In an attempt to transform the oxo substituents (>C=O) of the symmetric diamides to the thio-functionalized (>C=S) counterparts, the unsubstituted (a), branched-chain (b,d), aromatic (c), and polar (d) α-AAs were selected as the substrates of the presented case study (see Scheme 6). In order to compare both methods quantitatively, exactly the same amounts of the substrates/solvents were used; however, the reaction time and the source of energy varied considerably. Obviously, the identical purification procedure was employed in both methods. Based on the reaction output (see

Table 1. The yields of (sub-)products in the synthesis of dithioamides of terephthalic acid under conventional heating (method I) and microwave-aided conditions (method II), expressed as the mean value (n = 2 experiments) [60,61,62,63].

Yield (%)
		Method I				Method II
L.p.	R	2 a	4 a	5 a	t a (h)	2 b	4 b	5 b	t b [min]
1a	-H	70%	53%	75%	38	85%	56%	78%	9
1b	-CH3	83%	64%	60%	38	87%	65%	71%	9
1c	-CH2C4H6OH	66%	58%	62%	38	70%	58%	65%	9
1d	-CH(CH3)2	90%	84%	42%	38	92%	41%	45%	9
1e	-CH2OH	73%	59%	48%	38	82%	63%	43%	9

^a conventional heating; ^b microwave irradiation; t—time of synthesis.

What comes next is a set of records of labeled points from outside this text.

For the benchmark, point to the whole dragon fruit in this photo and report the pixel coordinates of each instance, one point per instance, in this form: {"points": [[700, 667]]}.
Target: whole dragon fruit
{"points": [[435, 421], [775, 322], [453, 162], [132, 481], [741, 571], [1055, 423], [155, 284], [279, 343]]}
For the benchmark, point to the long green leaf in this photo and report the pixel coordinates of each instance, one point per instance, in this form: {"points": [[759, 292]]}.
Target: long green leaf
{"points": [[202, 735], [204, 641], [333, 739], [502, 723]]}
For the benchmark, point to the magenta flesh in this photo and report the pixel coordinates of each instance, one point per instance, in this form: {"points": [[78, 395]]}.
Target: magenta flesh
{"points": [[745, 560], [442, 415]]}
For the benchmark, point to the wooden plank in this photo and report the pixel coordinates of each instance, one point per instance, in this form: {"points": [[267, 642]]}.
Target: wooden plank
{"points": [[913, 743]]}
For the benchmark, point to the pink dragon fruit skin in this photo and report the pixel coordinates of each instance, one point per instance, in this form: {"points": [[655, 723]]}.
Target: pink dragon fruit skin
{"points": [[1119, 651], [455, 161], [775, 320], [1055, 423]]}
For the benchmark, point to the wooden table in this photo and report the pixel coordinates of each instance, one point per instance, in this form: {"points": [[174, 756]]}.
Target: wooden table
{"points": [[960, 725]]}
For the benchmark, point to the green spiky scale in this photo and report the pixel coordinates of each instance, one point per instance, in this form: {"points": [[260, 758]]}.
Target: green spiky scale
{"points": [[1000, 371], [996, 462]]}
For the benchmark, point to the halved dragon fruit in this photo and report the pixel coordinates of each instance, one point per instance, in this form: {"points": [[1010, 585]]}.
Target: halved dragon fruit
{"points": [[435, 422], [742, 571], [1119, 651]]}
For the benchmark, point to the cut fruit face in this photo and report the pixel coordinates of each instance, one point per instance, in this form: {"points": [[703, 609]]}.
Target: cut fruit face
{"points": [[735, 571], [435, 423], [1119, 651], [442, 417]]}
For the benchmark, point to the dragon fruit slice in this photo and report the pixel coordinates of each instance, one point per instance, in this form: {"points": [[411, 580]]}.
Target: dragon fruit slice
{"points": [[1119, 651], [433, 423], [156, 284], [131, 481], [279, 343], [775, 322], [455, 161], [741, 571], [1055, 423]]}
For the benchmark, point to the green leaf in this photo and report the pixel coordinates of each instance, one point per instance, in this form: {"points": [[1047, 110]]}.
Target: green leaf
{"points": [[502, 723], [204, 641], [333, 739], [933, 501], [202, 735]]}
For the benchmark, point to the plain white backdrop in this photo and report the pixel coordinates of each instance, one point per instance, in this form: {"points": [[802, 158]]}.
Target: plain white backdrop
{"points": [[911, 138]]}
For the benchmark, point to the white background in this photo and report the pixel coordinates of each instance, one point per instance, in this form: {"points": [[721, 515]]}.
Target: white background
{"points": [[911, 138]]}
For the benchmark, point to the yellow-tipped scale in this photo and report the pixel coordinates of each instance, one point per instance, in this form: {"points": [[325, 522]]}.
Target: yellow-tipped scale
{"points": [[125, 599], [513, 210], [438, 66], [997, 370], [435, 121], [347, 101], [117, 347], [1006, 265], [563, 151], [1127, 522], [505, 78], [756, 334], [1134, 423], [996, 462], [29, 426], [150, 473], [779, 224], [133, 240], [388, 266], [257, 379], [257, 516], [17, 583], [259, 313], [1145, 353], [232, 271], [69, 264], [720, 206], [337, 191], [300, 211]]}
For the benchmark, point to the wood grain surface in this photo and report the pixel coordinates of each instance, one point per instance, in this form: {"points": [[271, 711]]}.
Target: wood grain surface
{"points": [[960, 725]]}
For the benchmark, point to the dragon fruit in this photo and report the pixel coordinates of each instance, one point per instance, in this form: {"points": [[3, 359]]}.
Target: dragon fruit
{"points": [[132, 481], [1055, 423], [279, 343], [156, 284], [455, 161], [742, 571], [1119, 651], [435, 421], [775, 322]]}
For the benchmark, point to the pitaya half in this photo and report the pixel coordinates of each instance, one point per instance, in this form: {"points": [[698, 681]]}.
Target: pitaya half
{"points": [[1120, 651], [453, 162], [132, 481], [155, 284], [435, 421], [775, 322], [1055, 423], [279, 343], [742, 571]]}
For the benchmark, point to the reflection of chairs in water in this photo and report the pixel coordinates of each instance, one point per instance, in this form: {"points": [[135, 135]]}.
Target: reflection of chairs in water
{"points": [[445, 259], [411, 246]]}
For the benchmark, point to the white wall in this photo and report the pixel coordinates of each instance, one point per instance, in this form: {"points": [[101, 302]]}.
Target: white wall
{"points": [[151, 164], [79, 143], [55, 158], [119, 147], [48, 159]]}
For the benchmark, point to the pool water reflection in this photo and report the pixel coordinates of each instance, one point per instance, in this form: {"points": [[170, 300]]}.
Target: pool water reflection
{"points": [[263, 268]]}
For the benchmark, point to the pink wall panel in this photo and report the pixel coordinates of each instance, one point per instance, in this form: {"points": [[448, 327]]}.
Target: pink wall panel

), the microwave-accelerated synthetic route of the chosen α-AA-based dithioamides of terephthalic acid (5a-5e) yielded comparatively to the conventional reaction pathway. As a whole, at each stage of the (sub-)products (2), (4), and (5), the formation under microwave irradiation (method II) achieved yields slightly better compared to the older, traditional practice with the elongated reaction/heating time (method I).

A significantly reduced reaction time (from days to minutes) and low energy requirements in the microwave-supported procedure compared to the traditional source of heating make the approach an attractive, resource/cost-optimized alternative to the lengthy methodology under conventional heating.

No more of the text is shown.